If the model begins echoing the prompt template, it hits a stop word within 1 or 2 tokens and halts generation immediately. This terminates failed inference loops in under 50ms, allowing an instantaneous fallback to MiniCPM.


3. Custom UI/UX: The "Fog of War"

To support the cognitive design of the pacemaker (which aims to reduce cognitive load), the app features a minimal, custom dark theme. By leveraging Gradio's CSS custom properties on :root and .dark, we overrode Gradio's standard elements to deliver a clean, borderless dark UI styled like a game interface:

  • Fog of War: Completed history is styled with low opacity (opacity: 0.3) and blurred (filter: blur(2px)) to keep the user's attention anchored on the single next step.
  • Start Button Theme: Overrode Gradio's default primary orange buttons to match the deep forest green theme of the interface.
  • Timer and Recovery: Included a clean "Start Over" action flow to allow user recovery once the circuit breaker fires.
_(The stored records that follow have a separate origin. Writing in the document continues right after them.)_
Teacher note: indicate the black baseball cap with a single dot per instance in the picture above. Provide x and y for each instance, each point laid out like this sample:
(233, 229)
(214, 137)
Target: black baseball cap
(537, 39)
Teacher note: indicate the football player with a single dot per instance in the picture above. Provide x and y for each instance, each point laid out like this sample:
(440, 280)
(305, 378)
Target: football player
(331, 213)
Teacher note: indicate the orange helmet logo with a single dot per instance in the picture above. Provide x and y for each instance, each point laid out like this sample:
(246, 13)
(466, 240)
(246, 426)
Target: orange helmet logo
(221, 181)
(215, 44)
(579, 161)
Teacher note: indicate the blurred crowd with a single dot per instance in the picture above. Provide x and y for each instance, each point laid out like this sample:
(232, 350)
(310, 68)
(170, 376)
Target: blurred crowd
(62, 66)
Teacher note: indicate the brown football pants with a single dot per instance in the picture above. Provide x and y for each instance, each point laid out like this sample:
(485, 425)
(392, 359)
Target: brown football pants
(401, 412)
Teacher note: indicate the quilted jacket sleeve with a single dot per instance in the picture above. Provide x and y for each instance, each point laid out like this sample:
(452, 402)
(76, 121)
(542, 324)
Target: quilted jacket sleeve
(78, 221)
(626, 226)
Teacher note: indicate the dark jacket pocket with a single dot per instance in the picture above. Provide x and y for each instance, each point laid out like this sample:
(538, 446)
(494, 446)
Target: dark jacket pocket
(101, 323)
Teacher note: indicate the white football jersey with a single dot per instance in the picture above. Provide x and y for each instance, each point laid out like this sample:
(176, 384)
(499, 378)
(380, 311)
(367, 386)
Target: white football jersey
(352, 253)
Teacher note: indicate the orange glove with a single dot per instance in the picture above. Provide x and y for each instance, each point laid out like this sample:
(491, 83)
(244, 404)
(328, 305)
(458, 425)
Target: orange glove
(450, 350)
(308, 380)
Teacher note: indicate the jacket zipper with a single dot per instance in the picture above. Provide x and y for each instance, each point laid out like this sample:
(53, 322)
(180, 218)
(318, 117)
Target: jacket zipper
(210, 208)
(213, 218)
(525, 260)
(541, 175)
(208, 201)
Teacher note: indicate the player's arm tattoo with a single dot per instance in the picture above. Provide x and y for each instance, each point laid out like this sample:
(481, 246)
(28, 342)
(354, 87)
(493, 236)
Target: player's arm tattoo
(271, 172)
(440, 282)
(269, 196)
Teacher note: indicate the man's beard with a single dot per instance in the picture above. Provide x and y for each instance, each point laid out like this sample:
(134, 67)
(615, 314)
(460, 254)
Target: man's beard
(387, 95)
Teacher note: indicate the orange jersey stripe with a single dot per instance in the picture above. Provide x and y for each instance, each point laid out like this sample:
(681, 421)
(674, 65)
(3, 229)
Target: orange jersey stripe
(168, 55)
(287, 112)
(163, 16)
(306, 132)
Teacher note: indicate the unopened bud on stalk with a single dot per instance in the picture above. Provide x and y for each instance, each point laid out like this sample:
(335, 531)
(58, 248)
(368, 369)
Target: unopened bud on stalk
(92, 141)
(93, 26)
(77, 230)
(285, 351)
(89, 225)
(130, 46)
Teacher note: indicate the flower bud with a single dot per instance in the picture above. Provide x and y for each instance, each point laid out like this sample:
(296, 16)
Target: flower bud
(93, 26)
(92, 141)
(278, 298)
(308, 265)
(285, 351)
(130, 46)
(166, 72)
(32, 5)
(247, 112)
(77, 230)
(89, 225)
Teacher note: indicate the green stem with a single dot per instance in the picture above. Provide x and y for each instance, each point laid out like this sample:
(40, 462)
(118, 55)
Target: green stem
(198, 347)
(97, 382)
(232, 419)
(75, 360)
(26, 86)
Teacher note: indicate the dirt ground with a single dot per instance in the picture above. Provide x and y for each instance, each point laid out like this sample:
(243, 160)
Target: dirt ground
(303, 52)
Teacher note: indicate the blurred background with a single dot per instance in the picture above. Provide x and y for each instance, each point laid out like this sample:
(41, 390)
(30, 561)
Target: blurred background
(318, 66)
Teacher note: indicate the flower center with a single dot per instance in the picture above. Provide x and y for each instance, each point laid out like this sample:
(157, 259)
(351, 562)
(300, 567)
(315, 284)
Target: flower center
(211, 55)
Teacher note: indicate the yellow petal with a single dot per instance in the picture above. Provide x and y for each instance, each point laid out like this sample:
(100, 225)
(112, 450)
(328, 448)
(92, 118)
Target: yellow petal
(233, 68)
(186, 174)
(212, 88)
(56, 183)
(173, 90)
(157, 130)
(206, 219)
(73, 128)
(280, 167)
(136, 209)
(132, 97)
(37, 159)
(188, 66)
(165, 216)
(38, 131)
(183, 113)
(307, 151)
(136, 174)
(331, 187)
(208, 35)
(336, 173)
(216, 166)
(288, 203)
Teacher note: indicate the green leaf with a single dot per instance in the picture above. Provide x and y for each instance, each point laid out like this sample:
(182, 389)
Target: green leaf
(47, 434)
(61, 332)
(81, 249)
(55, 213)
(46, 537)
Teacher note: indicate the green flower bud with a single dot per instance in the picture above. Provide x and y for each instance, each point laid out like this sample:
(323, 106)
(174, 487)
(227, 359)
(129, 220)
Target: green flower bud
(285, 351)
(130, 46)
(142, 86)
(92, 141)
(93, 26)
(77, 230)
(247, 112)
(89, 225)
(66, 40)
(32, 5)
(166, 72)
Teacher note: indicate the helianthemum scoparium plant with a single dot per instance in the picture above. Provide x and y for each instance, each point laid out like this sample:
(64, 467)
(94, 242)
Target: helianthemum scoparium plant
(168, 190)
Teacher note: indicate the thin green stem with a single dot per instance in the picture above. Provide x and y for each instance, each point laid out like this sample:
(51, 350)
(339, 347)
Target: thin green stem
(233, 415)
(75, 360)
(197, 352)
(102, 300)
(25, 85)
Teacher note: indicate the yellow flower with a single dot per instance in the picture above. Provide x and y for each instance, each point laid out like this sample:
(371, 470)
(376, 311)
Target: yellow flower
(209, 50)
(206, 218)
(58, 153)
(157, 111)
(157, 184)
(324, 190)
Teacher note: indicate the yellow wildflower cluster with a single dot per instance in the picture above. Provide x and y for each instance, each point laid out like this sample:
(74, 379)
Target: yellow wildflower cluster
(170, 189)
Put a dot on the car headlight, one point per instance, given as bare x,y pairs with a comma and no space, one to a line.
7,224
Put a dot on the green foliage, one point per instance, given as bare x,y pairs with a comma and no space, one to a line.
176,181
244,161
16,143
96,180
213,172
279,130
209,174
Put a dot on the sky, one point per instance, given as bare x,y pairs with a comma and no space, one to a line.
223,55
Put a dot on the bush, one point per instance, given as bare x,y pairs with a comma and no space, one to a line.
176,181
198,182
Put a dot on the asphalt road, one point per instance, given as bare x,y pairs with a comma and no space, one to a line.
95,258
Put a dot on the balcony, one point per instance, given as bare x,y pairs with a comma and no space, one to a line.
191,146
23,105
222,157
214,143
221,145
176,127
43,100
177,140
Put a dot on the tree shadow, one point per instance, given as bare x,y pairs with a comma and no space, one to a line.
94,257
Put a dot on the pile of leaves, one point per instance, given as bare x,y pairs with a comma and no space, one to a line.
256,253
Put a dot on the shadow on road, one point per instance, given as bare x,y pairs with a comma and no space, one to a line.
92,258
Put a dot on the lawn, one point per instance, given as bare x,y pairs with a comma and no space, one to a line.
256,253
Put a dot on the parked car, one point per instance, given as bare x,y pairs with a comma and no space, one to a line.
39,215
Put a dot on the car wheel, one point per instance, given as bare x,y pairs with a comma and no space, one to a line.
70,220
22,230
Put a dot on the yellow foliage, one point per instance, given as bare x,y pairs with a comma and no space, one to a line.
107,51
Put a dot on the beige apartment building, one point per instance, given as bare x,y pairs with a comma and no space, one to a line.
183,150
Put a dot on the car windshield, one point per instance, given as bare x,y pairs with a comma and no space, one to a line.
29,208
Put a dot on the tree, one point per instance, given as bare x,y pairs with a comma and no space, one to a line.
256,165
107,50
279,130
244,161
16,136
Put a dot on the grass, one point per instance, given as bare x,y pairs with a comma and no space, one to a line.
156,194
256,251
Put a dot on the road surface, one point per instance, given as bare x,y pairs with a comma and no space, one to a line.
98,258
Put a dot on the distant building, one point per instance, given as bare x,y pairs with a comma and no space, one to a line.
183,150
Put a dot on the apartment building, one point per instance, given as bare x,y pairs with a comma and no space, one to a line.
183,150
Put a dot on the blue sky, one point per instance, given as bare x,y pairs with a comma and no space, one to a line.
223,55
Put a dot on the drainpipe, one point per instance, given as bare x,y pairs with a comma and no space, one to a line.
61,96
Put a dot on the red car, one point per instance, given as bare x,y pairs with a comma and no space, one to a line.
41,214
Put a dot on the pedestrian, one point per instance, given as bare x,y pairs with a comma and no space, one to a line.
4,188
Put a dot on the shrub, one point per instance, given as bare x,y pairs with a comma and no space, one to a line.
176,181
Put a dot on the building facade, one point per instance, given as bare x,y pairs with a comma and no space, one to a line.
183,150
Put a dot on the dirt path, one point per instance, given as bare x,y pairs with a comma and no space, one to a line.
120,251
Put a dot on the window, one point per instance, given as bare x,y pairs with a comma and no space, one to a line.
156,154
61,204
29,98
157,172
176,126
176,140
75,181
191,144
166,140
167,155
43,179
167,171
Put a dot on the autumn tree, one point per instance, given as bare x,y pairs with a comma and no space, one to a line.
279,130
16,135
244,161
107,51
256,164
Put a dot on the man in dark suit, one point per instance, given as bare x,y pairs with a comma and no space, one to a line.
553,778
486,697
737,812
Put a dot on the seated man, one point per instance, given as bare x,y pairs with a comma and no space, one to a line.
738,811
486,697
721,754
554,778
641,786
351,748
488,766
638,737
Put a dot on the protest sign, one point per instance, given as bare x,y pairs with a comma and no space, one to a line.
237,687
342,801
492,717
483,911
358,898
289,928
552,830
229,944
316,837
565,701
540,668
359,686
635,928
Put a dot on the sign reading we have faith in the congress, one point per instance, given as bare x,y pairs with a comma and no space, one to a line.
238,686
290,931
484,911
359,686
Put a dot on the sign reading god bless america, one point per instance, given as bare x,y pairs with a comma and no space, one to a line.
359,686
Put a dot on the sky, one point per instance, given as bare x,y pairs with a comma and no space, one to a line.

4. Key Takeaways & Small Model Constraints

  1. Syntax Constraints are Sampler Constraints: Constraining text syntax with GBNF without matching stop criteria can lead to sampler deadlocks. Always align your grammar's allowed character space with your engine's stop sequences.
  2. LoRA Fine-tuning is Highly Sensitive: A 4B parameter model is highly sensitive to format drift. Minor discrepancies between fine-tuning prompt structure and inference structure will cause formatting breakdowns.
  3. Optimized CPU Execution: With optimized GGUF quantizations and proper early stopping, both models run under 50ms per token on consumer CPU laptop hardware, making fully offline cognitive assistance viable.